A documentarian who's made TV films about street gangs and the juvenile justice system, Levin's been around the block. So the jittery, catch-as-catch-can style he brings to his prison scenes has the urgency of news footage from a war zone without sacrificing the deliberation of art. Call it jailhouse verite if you like. It looks and feels right. Example: When a big-deal inmate called Hopha (played by graffiti artist, ex-con, and music columnist Bonz Malone) gives young Ray the word ("Ya gonna have to fight, cuz, 'cause this is jail"), he's got the kind of indoor, state-raised, caged-heat look that real prisoners have; once you're able to take your eyes off Malone, you notice the inventory of a minor merchant-king spread out on the concrete floor behind him -- bent tubes of toothpaste, cigarette packs, pathetic little bags of cookies.

The value of such details is inestimable. So is the fact that Levin and the cast were able to shoot in the actual D.C. Detention Facility (known there as the D.C. Jail), using real guards and 16 inmates in pivotal roles. Will wonders never cease? The picture took 18 days to shoot and cost just $1 million.

Its focus, of course, is Ray, a jailhouse newcomer at a crossroads; his defining moment occurs when he's about to face a beating, or worse, in the prison yard. His response? The only response available to him? He starts spouting his street poetry, a cri de coeur about racism, alienation, fear, and rage that, as if by magic, transforms him from a punk who's ripe for stabbing into the voice of a generation. No excerpts here; the stuff is all of a piece, and you should hear it for yourself.

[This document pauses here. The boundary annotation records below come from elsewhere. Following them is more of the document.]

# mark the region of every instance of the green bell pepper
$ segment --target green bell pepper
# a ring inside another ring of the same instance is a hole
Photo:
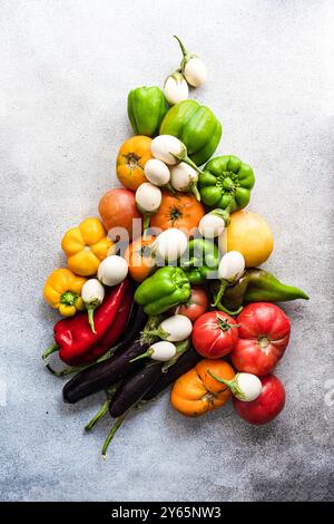
[[[191,284],[202,284],[219,264],[219,250],[214,242],[194,239],[188,243],[188,256],[180,260],[180,265]]]
[[[179,138],[190,159],[200,166],[215,153],[222,137],[222,124],[208,107],[189,99],[168,110],[159,134]]]
[[[128,95],[128,116],[136,135],[158,135],[167,108],[159,87],[137,87]]]
[[[135,301],[146,314],[160,314],[190,298],[190,283],[181,268],[166,265],[137,288]]]
[[[199,174],[200,198],[209,207],[234,213],[245,207],[250,198],[255,177],[250,166],[237,156],[217,156]]]
[[[214,298],[219,285],[217,281],[212,284]],[[298,288],[283,284],[265,270],[249,268],[235,284],[226,288],[217,309],[237,314],[244,304],[250,302],[287,302],[297,299],[308,300],[308,297]]]

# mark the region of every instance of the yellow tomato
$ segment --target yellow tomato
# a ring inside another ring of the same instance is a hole
[[[261,215],[243,210],[230,215],[230,223],[219,239],[219,248],[223,252],[239,251],[246,268],[254,268],[271,256],[274,236]]]

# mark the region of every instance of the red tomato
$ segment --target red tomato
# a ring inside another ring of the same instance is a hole
[[[205,358],[220,358],[229,353],[237,341],[236,321],[223,311],[209,311],[199,317],[193,328],[193,345]]]
[[[252,402],[233,398],[235,410],[249,424],[262,425],[273,420],[282,411],[285,404],[285,389],[275,375],[266,375],[261,379],[262,392]]]
[[[255,302],[237,318],[239,339],[232,353],[238,371],[263,377],[283,357],[289,339],[289,320],[277,305]]]
[[[185,304],[178,305],[174,313],[184,314],[188,317],[191,322],[198,319],[208,308],[208,298],[206,292],[199,285],[191,288],[191,295]]]

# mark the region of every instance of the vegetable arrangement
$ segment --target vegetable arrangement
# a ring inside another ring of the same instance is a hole
[[[267,222],[245,211],[254,172],[236,155],[212,158],[222,124],[188,98],[188,86],[206,81],[206,66],[176,39],[183,58],[164,88],[128,95],[135,136],[116,159],[124,187],[102,196],[100,219],[65,234],[67,268],[43,289],[63,319],[42,358],[57,353],[67,367],[48,361],[47,369],[73,375],[66,402],[106,392],[86,426],[114,419],[104,457],[128,413],[168,386],[173,408],[187,417],[232,398],[249,424],[273,420],[285,390],[272,372],[291,332],[274,302],[308,299],[259,268],[274,240]]]

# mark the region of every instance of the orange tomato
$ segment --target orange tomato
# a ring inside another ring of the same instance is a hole
[[[116,173],[119,182],[128,190],[136,191],[143,182],[147,182],[144,175],[144,166],[149,158],[151,138],[148,136],[132,136],[126,140],[118,152],[116,159]]]
[[[225,231],[225,248],[227,251],[239,251],[244,255],[246,268],[261,265],[271,256],[274,248],[273,232],[257,213],[244,210],[233,213]]]
[[[128,245],[125,252],[125,260],[129,264],[129,273],[136,282],[143,282],[154,269],[155,261],[150,256],[149,246],[154,243],[156,236],[136,239]]]
[[[220,408],[229,400],[229,388],[214,379],[208,370],[226,380],[232,380],[235,376],[233,367],[224,360],[200,360],[173,386],[170,402],[174,409],[186,417],[199,417],[206,411]]]
[[[150,226],[168,230],[177,227],[191,234],[205,215],[204,205],[193,195],[163,193],[163,201],[157,213],[151,215]]]
[[[112,233],[114,229],[119,230],[119,232],[124,229],[129,240],[141,234],[143,217],[137,210],[135,195],[129,190],[116,187],[115,190],[108,191],[100,200],[99,214],[109,234]],[[140,224],[140,226],[137,227],[138,232],[136,229],[136,220],[138,224]],[[112,240],[115,240],[114,235],[111,236]],[[127,240],[120,234],[119,236],[124,241]]]

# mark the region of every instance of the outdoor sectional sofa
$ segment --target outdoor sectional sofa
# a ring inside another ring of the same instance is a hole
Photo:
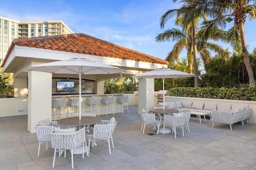
[[[229,125],[232,130],[232,125],[236,123],[241,121],[244,125],[244,121],[246,120],[248,123],[252,109],[247,105],[244,107],[238,107],[231,104],[198,102],[183,101],[175,101],[172,102],[165,102],[165,107],[174,109],[184,112],[190,111],[198,111],[207,113],[210,119],[213,121],[212,127],[214,122],[221,123]],[[163,107],[164,103],[159,102],[158,107]]]

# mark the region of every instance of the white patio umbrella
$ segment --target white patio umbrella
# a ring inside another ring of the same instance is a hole
[[[79,120],[81,120],[81,79],[84,74],[111,74],[126,72],[118,67],[105,64],[82,58],[60,61],[32,66],[28,71],[52,74],[78,74],[79,77]]]
[[[164,91],[164,79],[166,78],[181,78],[184,77],[194,77],[196,76],[192,74],[183,72],[163,67],[148,72],[144,72],[131,77],[140,78],[162,78],[163,79],[163,92]],[[164,94],[163,94],[164,110]]]

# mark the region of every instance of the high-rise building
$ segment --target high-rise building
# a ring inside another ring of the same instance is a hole
[[[15,38],[74,33],[61,20],[20,21],[0,16],[0,63]]]

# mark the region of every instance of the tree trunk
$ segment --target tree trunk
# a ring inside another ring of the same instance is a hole
[[[250,62],[249,59],[249,55],[248,55],[248,52],[247,51],[247,47],[245,41],[245,38],[244,37],[244,24],[242,23],[240,23],[238,25],[239,29],[239,33],[240,34],[240,38],[241,39],[241,45],[242,46],[242,49],[243,52],[243,56],[244,59],[244,63],[246,68],[246,70],[248,73],[249,76],[249,83],[250,87],[255,86],[255,81],[254,80],[254,75],[253,75],[253,72],[252,66]]]
[[[195,27],[194,21],[191,21],[191,29],[192,29],[192,46],[193,46],[193,61],[194,63],[194,74],[196,76],[195,77],[194,86],[195,88],[199,86],[199,78],[198,78],[198,63],[197,59],[197,52],[196,50],[196,36],[195,35]]]

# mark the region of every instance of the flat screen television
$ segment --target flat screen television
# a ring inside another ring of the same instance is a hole
[[[74,92],[74,82],[57,82],[56,92]]]

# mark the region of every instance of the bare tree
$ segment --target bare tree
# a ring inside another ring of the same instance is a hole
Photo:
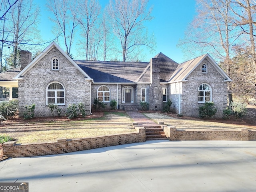
[[[187,53],[202,54],[207,52],[217,60],[222,61],[228,76],[232,56],[230,48],[241,34],[232,22],[234,14],[231,2],[231,0],[197,0],[198,14],[187,30],[185,39],[180,44],[185,45],[183,48]],[[232,102],[230,83],[228,91],[229,101]]]
[[[71,46],[78,24],[76,18],[78,10],[78,2],[76,0],[48,0],[46,6],[55,16],[54,18],[50,18],[56,25],[53,30],[53,33],[58,37],[57,41],[62,38],[66,53],[70,55]]]
[[[110,2],[108,12],[112,27],[121,43],[122,60],[125,61],[136,47],[146,46],[151,50],[155,42],[144,33],[144,23],[153,19],[152,8],[147,10],[148,0],[115,0]]]
[[[95,40],[95,36],[99,35],[98,33],[93,33],[92,31],[97,28],[101,8],[98,2],[96,0],[85,0],[79,5],[79,8],[78,19],[82,30],[82,36],[86,39],[84,49],[85,49],[86,60],[88,60],[90,54],[92,55],[91,53],[89,53],[89,42]],[[82,41],[83,41],[81,42]]]
[[[255,31],[256,28],[256,2],[252,0],[235,0],[232,1],[234,8],[232,9],[238,18],[234,20],[234,25],[240,26],[242,32],[248,35],[250,45],[250,52],[248,56],[252,60],[251,72],[254,77],[253,82],[254,86],[254,97],[256,98],[256,52],[255,51]],[[245,52],[246,48],[244,49]],[[250,63],[250,62],[248,62]]]
[[[39,33],[36,29],[39,10],[33,4],[32,0],[19,0],[10,9],[10,28],[9,36],[12,39],[9,41],[13,47],[14,68],[19,64],[17,62],[18,49],[22,49],[24,46],[39,39]],[[9,17],[9,16],[8,16]],[[35,43],[35,44],[38,43]]]
[[[104,11],[100,25],[101,30],[100,31],[102,37],[102,54],[104,61],[106,60],[108,53],[113,50],[113,45],[114,44],[114,36],[106,12]]]
[[[0,4],[0,12],[1,13],[0,14],[0,20],[6,19],[5,15],[12,8],[12,7],[14,5],[18,0],[15,0],[13,2],[10,2],[10,0],[7,0],[7,1],[2,0],[2,1]],[[6,6],[6,4],[8,5],[7,6]]]

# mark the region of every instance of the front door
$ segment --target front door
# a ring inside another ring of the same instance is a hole
[[[124,90],[124,102],[131,102],[131,89]]]

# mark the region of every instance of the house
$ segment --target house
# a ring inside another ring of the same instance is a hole
[[[22,52],[18,82],[19,112],[35,104],[36,116],[51,115],[47,105],[65,110],[70,104],[82,102],[92,113],[95,98],[118,108],[140,109],[141,102],[150,110],[162,110],[168,100],[172,109],[184,116],[197,116],[206,102],[218,107],[222,116],[227,106],[227,82],[231,81],[208,54],[178,64],[162,53],[150,62],[73,60],[53,42],[31,61],[31,53]]]

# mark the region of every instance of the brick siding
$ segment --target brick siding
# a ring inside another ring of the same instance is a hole
[[[215,117],[222,118],[223,110],[227,106],[227,82],[206,59],[201,63],[203,62],[208,64],[207,74],[202,74],[202,64],[200,64],[188,76],[187,81],[171,84],[172,109],[178,113],[180,94],[180,113],[186,116],[198,116],[198,108],[202,104],[198,102],[198,88],[201,84],[206,83],[212,88],[212,101],[218,108]]]
[[[59,59],[59,70],[52,70],[51,60]],[[26,105],[36,104],[35,116],[51,115],[46,105],[46,88],[51,82],[62,84],[65,88],[65,105],[59,106],[65,114],[69,104],[83,103],[87,114],[90,113],[90,82],[57,49],[54,48],[19,80],[19,115],[23,116]]]

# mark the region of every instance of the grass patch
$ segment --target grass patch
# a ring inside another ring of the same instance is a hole
[[[6,122],[0,134],[14,138],[17,143],[55,142],[58,138],[76,139],[135,132],[132,120],[122,112],[107,112],[102,117],[79,121]]]
[[[8,141],[13,141],[13,138],[11,138],[8,135],[0,135],[0,144],[3,144]]]
[[[104,112],[104,115],[107,115],[109,114],[112,114],[113,115],[118,115],[118,116],[126,116],[126,117],[128,116],[127,115],[127,114],[125,112]]]

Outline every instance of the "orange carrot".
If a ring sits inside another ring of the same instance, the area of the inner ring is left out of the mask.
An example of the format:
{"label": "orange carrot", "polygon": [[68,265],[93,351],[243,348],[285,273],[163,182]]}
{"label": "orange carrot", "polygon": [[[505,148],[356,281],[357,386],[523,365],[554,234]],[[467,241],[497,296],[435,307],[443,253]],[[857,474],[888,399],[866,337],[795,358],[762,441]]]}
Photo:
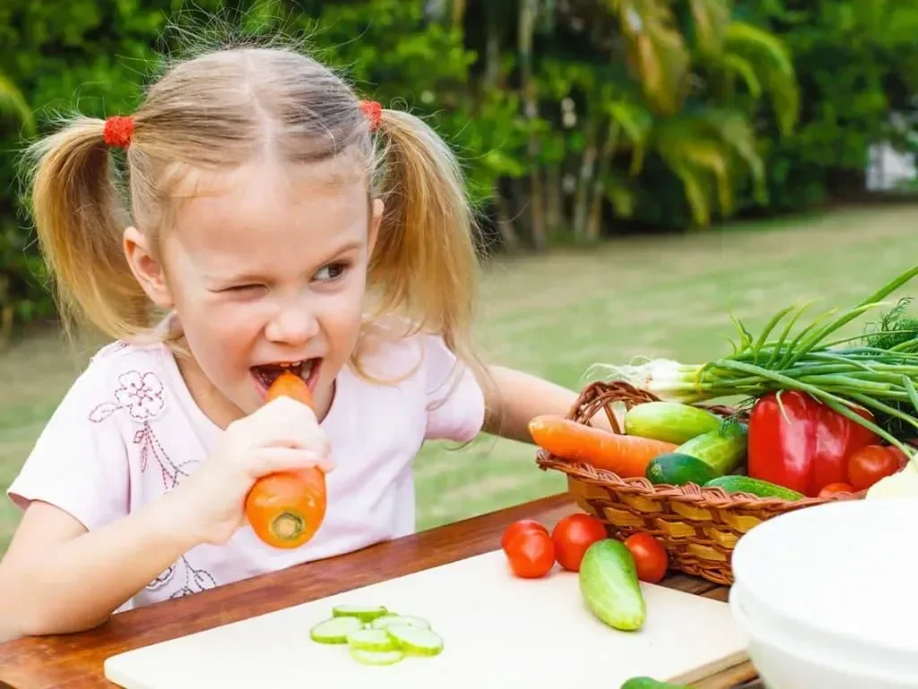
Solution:
{"label": "orange carrot", "polygon": [[554,414],[536,416],[529,423],[529,432],[536,445],[553,455],[614,471],[623,479],[644,476],[651,459],[677,447],[673,443],[620,435]]}
{"label": "orange carrot", "polygon": [[[284,372],[265,401],[285,395],[312,408],[312,395],[299,376]],[[325,518],[325,474],[316,467],[278,471],[255,481],[245,499],[245,515],[269,546],[298,548],[315,536]]]}

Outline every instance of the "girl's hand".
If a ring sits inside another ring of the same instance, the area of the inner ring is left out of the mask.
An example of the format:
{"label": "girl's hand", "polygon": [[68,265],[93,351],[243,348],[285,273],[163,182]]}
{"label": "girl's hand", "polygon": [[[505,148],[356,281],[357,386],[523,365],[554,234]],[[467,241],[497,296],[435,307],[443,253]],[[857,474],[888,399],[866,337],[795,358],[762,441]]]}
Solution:
{"label": "girl's hand", "polygon": [[245,520],[245,497],[265,474],[318,467],[330,471],[325,433],[305,404],[280,397],[230,424],[213,454],[167,499],[176,527],[195,543],[219,545]]}

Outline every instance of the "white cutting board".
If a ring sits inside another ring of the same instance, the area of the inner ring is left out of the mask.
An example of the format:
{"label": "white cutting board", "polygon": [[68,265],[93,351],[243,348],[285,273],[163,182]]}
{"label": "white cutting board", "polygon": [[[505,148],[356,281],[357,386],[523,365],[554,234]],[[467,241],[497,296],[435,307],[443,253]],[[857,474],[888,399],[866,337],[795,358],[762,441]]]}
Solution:
{"label": "white cutting board", "polygon": [[[619,631],[586,607],[576,573],[555,566],[546,578],[520,579],[496,550],[136,649],[108,658],[105,672],[127,689],[618,689],[635,675],[688,683],[746,660],[746,638],[726,603],[642,588],[644,627]],[[420,616],[443,637],[444,649],[361,665],[346,647],[309,638],[309,628],[339,604]]]}

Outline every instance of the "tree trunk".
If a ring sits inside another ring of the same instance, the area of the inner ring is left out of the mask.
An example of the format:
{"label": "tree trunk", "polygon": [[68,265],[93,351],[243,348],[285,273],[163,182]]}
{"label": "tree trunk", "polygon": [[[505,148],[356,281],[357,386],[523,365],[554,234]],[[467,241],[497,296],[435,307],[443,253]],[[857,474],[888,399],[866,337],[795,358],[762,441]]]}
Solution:
{"label": "tree trunk", "polygon": [[453,0],[453,28],[462,28],[465,21],[465,0]]}
{"label": "tree trunk", "polygon": [[[520,2],[520,73],[522,89],[523,109],[526,119],[535,119],[539,116],[538,98],[536,96],[535,80],[532,79],[532,35],[535,32],[535,22],[538,18],[538,0],[521,0]],[[545,217],[543,211],[543,195],[542,174],[539,170],[539,141],[533,134],[529,135],[526,152],[529,155],[530,190],[529,199],[531,210],[531,227],[532,245],[537,251],[545,248]]]}
{"label": "tree trunk", "polygon": [[545,223],[549,234],[557,237],[565,233],[565,191],[561,184],[561,164],[545,170]]}
{"label": "tree trunk", "polygon": [[507,210],[507,201],[500,194],[498,185],[494,186],[494,208],[498,213],[498,232],[508,254],[517,254],[520,251],[520,237],[516,233],[513,220]]}
{"label": "tree trunk", "polygon": [[612,156],[619,143],[620,126],[614,119],[610,119],[606,139],[602,142],[596,176],[593,178],[593,198],[589,209],[589,224],[587,227],[587,238],[590,242],[599,239],[602,234],[602,202],[606,194],[606,175],[612,165]]}
{"label": "tree trunk", "polygon": [[585,123],[583,155],[580,158],[580,173],[577,179],[577,197],[574,200],[574,241],[581,243],[587,239],[587,218],[589,210],[590,191],[596,174],[597,140],[599,124],[596,115],[588,116]]}

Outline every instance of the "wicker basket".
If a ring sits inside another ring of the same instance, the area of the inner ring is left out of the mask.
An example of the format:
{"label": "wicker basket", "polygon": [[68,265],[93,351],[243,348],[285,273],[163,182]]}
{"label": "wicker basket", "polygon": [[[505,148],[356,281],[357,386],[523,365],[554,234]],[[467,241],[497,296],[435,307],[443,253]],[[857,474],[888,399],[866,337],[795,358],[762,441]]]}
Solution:
{"label": "wicker basket", "polygon": [[[580,393],[567,418],[588,424],[605,410],[612,428],[621,433],[613,404],[623,403],[627,410],[657,399],[625,382],[592,383]],[[736,413],[729,407],[697,406],[724,417]],[[736,417],[744,420],[742,412]],[[785,512],[864,495],[861,491],[787,501],[731,494],[720,488],[701,489],[694,483],[655,485],[644,478],[622,479],[544,450],[537,453],[536,462],[543,469],[567,474],[567,486],[577,504],[602,520],[612,537],[623,538],[639,531],[653,534],[666,548],[670,569],[726,585],[733,581],[730,565],[733,547],[756,525]]]}

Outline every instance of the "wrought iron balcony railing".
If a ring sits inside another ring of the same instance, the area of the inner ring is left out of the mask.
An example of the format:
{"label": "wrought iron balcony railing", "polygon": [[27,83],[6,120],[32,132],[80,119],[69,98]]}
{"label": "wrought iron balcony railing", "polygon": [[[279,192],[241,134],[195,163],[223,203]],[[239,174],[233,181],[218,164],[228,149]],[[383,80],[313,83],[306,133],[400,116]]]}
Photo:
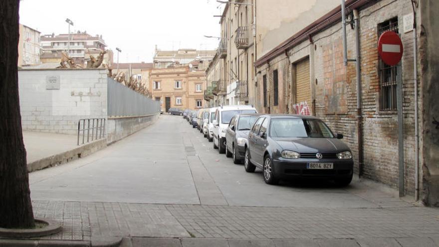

Like last year's look at creative black twentysomethings in Chicago, Love Jones, Slam tells the world that poetry is cool. It's not only cool, Ray comes to believe, but it's a reason for being, a reason to get out and go straight.

Convincing an audience -- any audience -- of that in 1998 is a pretty tall order. But Levin has chosen just the right actor to bring it off. On-screen, the noted New York City performance poet Saul Williams embodies two Rays: The lean, cat-quick one we first meet, full of sinew and wile, knows the ways of the street; the starved-looking, ascetic Ray we come to know later, artistic and vulnerable, aspires to heaven. Even the timbre of his voice -- an uncanny aural double for the young Sidney Poitier -- suggests transcendence. In his tortured journey from one kind of "slam" -- the city jail -- to another, the poetry reading in a nightclub that transforms his destiny, we find the saga of everyone who looks and looks and eventually sees the light.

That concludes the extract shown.